I got this recipe from my assistant at home. In her place central Java, Javanese people called it as Lemet and some people called it as ketimus, one of Indonesian traditional snack. It's sweet. Ingredients are easy to find. You should be able to find this in traditional market, supermarket or even your back yard!

Ingredients :
1 kg cassava, shredded
250 gr shredded coconut
250 gr Brown sugar
2 tsp pandan paste (optional)
Banana leaves for wraping

Direction :

  1. In large bowl, mix well all ingredients until you get green color.
  2. Take one sheet of banana leaf, fill with 1 tablespoon of cassava mixture.
  3. And then folded and Wrap them like picture above.
  4. Steam all the wrapped lemet together in hot steam for about 30-40 minutes.
  5. Let it cool before serve.



Saturday, October 13, 2012

Sayur Lodeh


When I went to market that day, I saw some people sell plain rice cake And thought it would be nice served with sayur lodeh. I am glad that there are people who sell plain rice cake because to make it takes many hours to boil. I may not be able to make it at home because I use an electric stove.

Sayur lodeh is a dish consist of several vegetables plus tempeh (fermented soybean) and you also can put boiled eggs into it. This vegetable also delicious served with hot rice and can be served at feast of Eid Mubarak / Idul Fitri. I want to eat more and more..

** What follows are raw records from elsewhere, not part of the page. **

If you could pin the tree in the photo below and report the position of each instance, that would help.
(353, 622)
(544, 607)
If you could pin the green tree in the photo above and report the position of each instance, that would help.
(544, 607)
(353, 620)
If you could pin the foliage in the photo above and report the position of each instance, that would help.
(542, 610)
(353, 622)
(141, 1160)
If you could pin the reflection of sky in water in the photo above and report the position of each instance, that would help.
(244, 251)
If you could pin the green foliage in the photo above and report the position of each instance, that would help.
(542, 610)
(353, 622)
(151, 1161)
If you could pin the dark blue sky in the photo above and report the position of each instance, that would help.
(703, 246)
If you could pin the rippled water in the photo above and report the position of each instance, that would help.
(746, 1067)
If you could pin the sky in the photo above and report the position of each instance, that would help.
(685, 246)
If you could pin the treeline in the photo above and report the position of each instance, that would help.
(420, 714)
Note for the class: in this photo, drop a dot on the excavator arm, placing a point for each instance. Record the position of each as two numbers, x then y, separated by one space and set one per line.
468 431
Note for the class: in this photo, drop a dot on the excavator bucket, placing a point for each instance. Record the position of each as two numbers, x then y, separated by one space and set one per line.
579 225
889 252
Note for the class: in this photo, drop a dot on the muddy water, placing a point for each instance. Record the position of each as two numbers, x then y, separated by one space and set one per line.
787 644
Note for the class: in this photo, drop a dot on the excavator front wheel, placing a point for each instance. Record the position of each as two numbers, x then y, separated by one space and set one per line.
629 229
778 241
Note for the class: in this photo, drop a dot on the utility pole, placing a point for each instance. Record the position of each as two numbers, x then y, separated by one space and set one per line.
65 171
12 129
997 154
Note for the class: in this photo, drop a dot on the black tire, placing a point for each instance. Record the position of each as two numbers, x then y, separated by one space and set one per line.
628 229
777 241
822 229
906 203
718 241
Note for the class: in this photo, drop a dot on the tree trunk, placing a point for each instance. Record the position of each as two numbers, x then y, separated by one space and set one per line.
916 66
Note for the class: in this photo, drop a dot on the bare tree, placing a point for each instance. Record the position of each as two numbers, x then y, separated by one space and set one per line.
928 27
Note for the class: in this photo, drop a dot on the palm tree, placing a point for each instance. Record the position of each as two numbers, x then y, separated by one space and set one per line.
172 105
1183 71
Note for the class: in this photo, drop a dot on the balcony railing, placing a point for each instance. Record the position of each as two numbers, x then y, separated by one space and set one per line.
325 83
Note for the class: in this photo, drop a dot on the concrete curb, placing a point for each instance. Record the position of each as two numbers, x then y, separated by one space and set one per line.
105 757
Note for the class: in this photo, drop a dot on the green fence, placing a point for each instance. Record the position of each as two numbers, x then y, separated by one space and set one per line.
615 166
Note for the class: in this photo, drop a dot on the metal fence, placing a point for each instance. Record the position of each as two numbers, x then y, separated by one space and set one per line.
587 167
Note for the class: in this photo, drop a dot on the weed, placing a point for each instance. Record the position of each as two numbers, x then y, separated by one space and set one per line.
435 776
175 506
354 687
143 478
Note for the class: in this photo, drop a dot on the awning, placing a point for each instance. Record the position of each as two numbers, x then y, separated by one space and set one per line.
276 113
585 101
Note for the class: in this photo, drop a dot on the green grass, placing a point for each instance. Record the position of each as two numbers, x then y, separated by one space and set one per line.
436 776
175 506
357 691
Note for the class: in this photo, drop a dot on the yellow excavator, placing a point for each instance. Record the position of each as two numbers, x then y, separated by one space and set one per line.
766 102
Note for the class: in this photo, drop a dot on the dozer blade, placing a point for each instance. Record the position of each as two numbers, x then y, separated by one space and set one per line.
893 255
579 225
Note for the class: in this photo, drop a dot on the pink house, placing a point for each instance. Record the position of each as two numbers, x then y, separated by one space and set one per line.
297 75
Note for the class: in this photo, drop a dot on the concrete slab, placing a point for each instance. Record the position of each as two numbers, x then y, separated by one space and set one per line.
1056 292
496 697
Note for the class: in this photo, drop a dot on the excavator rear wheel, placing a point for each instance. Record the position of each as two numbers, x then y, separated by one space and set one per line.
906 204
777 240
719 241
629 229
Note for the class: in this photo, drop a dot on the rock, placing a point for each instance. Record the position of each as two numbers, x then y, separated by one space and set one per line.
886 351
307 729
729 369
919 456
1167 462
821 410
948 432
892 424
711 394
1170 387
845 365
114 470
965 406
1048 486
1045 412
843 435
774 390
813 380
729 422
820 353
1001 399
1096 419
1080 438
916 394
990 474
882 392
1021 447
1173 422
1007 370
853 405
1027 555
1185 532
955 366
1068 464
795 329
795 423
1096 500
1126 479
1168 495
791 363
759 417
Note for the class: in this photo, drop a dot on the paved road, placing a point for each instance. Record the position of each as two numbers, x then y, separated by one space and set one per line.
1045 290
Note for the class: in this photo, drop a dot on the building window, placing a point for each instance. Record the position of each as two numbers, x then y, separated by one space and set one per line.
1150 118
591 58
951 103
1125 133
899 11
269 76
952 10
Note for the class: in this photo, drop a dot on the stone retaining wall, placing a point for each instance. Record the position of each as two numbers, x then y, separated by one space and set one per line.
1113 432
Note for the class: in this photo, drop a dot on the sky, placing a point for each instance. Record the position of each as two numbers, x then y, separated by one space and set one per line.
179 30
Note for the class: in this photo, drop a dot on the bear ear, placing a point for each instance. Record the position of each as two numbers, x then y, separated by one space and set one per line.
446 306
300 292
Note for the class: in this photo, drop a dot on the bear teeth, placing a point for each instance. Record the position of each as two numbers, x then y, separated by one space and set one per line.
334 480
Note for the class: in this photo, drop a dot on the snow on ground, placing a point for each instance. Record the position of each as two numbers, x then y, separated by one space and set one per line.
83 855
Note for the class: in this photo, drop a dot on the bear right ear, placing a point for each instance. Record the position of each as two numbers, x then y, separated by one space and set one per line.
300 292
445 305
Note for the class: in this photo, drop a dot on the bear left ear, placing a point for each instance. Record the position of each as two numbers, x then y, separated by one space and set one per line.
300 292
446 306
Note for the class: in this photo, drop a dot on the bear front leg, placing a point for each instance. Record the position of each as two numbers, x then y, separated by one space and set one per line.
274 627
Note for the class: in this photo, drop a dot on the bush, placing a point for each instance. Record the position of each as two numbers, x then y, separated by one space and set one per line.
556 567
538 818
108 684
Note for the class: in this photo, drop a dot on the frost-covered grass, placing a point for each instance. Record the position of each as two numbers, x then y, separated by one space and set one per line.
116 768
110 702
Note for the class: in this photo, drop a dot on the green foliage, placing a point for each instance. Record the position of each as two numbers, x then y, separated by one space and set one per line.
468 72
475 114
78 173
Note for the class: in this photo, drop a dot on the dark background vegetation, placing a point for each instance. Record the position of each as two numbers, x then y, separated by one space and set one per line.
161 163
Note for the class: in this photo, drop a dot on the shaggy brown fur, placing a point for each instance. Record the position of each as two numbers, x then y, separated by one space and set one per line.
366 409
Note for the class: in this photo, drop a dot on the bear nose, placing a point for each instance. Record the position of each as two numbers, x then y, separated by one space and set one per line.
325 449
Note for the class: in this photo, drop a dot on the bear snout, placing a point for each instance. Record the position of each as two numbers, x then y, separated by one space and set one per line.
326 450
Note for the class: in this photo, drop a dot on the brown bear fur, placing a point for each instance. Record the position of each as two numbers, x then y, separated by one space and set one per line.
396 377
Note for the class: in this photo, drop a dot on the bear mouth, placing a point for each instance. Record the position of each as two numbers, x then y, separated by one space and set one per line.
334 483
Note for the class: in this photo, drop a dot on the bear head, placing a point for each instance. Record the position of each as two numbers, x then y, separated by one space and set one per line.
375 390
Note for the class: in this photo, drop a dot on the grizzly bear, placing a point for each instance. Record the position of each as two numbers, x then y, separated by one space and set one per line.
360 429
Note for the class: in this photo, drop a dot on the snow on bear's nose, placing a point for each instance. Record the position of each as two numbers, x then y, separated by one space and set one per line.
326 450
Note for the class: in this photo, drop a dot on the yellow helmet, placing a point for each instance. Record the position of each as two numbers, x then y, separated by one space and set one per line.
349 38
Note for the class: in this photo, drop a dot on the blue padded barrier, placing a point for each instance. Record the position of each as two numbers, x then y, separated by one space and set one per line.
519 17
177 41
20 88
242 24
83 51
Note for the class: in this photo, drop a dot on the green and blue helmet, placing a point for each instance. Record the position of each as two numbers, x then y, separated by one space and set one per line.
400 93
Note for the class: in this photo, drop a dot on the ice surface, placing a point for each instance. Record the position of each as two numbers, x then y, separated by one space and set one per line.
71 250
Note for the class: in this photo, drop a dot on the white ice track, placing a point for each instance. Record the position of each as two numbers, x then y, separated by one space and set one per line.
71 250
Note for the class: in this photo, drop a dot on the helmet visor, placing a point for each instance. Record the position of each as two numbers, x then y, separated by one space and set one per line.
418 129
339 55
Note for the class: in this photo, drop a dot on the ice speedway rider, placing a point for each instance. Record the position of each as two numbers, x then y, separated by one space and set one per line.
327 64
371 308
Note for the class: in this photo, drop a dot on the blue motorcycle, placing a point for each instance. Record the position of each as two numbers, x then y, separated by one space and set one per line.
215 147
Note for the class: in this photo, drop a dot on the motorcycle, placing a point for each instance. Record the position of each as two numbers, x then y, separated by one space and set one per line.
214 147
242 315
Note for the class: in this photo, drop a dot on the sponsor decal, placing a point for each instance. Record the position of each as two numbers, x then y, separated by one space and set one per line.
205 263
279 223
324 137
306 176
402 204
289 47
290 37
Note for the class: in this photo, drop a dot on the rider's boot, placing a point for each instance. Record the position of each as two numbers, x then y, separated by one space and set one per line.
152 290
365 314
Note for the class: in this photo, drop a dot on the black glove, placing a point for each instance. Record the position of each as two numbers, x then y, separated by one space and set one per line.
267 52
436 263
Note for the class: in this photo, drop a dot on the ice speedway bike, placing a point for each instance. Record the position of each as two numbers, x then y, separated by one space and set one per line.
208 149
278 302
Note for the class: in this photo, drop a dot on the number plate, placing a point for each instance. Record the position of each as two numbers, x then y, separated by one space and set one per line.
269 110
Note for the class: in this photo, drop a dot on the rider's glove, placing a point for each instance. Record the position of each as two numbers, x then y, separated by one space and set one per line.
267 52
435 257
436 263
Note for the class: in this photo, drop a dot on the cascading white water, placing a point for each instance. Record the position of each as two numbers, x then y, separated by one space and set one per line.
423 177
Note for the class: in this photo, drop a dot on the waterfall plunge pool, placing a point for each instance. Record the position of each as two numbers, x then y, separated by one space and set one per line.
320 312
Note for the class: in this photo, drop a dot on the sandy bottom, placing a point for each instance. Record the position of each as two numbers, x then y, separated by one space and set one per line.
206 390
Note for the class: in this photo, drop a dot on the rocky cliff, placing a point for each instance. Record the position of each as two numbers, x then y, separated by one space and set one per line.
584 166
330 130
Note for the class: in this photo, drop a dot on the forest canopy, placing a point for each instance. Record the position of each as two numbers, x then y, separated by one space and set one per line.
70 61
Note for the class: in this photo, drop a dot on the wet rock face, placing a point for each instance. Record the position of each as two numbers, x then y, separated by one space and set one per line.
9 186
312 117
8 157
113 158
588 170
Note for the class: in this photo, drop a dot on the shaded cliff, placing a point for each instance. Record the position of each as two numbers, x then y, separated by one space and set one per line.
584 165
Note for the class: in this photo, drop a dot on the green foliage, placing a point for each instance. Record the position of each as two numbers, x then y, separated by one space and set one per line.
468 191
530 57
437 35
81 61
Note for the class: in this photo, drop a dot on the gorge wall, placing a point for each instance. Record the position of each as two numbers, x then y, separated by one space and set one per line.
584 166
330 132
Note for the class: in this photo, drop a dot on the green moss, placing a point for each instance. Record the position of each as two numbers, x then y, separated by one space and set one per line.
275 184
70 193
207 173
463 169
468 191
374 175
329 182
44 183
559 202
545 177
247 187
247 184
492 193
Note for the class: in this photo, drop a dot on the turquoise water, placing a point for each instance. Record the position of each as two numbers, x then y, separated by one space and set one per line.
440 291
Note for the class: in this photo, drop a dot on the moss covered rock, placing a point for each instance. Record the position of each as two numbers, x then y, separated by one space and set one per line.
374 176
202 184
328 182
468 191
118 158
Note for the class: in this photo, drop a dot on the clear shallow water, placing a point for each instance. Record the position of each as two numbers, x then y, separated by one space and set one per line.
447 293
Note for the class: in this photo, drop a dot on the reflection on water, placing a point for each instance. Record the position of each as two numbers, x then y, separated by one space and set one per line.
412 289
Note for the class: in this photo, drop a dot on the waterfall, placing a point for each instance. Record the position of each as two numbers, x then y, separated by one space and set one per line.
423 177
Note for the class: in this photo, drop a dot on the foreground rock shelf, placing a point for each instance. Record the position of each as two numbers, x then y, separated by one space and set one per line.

I made small quantity, about 4 portions.
Ingredients :
Long Green beans, cut into 2cm length
Pear squash, cut into 2 cm length
Cabbage, Cut into small pieces
Tempe / fermented soyabean, cut into 2 cm length
1 1/2 cup Coconut milk
4 cup water
3 tbsp oil
1 tsp sugar (optional)
Salt to taste



Spices paste :
6 Red chilies
Grind all ingredients above into a paste
8 Small Shallots
3 Garlic
2 Candle nuts
2 cm Ginger
1/2 tsp Coriander
1 Lemon grass, crushed
1 Bay leaf
2 Lime leaves
Half Tomato
Galangal, the size of a thumb, crushed








Preparations :
Chili, shallot, garlic, candle nut, ginger, coriander, tomato and salt grinded into paste. I use  mortar and pestle. To more quickly you can use a food processor.

In the pan, heat 3 tablespoon of oil then sauteed mix paste, lemongrass, galangal, bay leaf and lime leaves  until fragrant.

Add coconut milk and water. Stir well and bring to boil.

Add long green beans, pearl squash, cabbage and tempe. Cook until vegetables are softened.

Season with salt and sugar.

Serve with hot rice or rice cake. Top with boiled egg and sprinkle with fried shallot.